Col terzo motivo viene denunciata la violazione e la falsa applicazione dell'art.109, 2 comma, legge fallimentare in base alla considerazione che il provvedimento impugnato avrebbe erroneamente argomentato dall'inciso "se del caso", contenuto nella norma suddetta, che i crediti prededucibili sono anteposti a quelli ipotecari solo in via eventuale. mentre avrebbe dovuto più, correttamente desumerne l'unita, di disciplina tra i crediti derivanti dall'amministrazione controllata e il compenso spettante al curatore, che diritto ad un eventuale acconto sul compenso finale, da prelevarsi dal ricavato della vendita degli immobili ipotecari. La censura non ha fondamento poiché il richiamo all'art.109 legge fallimentare contenuto nella motivazione del provvedimento impugnato dev'essere interpretato, nella sua sinteticità, con riferimento all'orientamento giurisprudenziale richiamato quale giurisprudenza consolidata, secondo cui l'inciso in questione dev'essere inteso nel senso che dalla somma ricavata dalla vendita degli immobili ipotecati debbono essere detratte obbligatoriamente le spese di procedura e di amministrazione, e può essere detratta, a discrezione del giudice delegato, una somma ulteriore da attribuire al curatore in acconto, a titolo di compenso per l'opera particolare da lui svolta in favore dei creditori ipotecari per l'amministrazione dei beni ipotecati e la successiva vendita degli stessi, senza che ciò implichi necessariamente alcune ulteriore detrazione a favore dei crediti di cui all'art.111, n. 1, cod.proc.civ. con riferimento alla continuazione dell'esercizio dell'impresa, salvo che essa non sia ridondata in un vantaggio immediato e diretto per gli immobili ipotecati e nei limiti delle maggiori utilità derivate ai creditori ipotecari.

Con il quarto motivo viene denunciata la violazione e la falsa applicazione dell'art. 108, 1 comma, legge fallimentare in relazione all'art. 360, n. 3, cod. proc. civ. per aver il provvedimento impugnato attribuito una speciale rilevanza ai crediti garantiti da ipoteca rispetto a quelli ammessi in prededuzione facendola derivare dall'assenso richiesto ai creditori assistiti da garanzia reale per la vendita senza incanto degli immobili ipotecati.

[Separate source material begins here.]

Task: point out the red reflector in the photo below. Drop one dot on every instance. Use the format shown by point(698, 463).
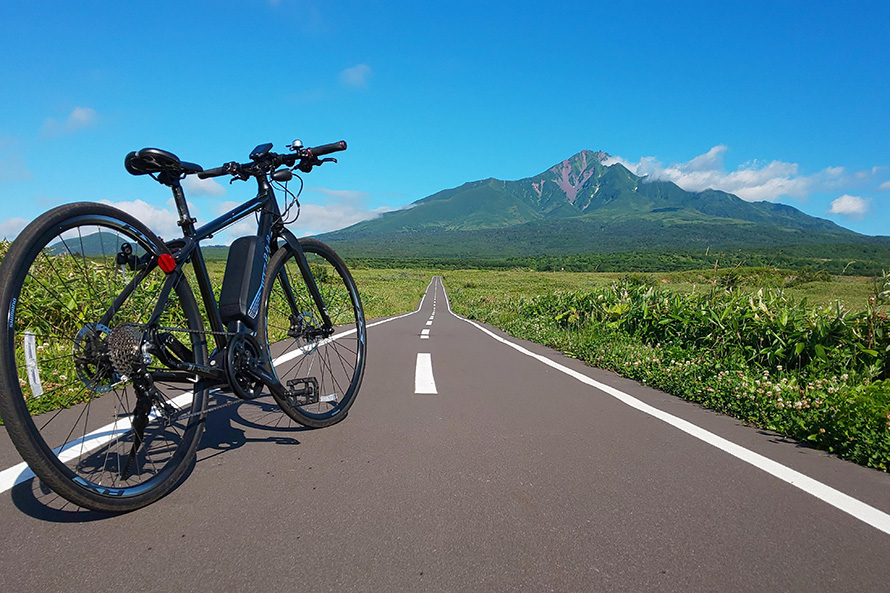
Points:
point(166, 263)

La censura è priva di rilievo in quanto si appunta contro una delle argomentazioni concorrenti, addotte dal tribunale per giustificare la posizione di speciale tutela accordata dal legislatore ai creditori ipotecari rispetto ai titoli di crediti prededucibili, e priva in quanto tale di autonoma rilevanza, sicché le doglianze del ricorrente restano travolte dalle ragioni esposte nell'esame del primo motivo e il loro esame deve ritenersi assorbito. In conclusione, perciò, il ricorso non merita accoglimento e deve essere respinto.

La mancata costituzione degliintimi preclude qualsiasi statuizione in ordine alla disciplina delle spese giudiziali.

 

P.Q.M.

La Corte rigetta il ricorso. Nulla per le spese.

Cosi deciso in Roma, il 13 gennaio 1994.

DEPOSITATA IN CANCELLERIA IL 20 GIUGNO 1994.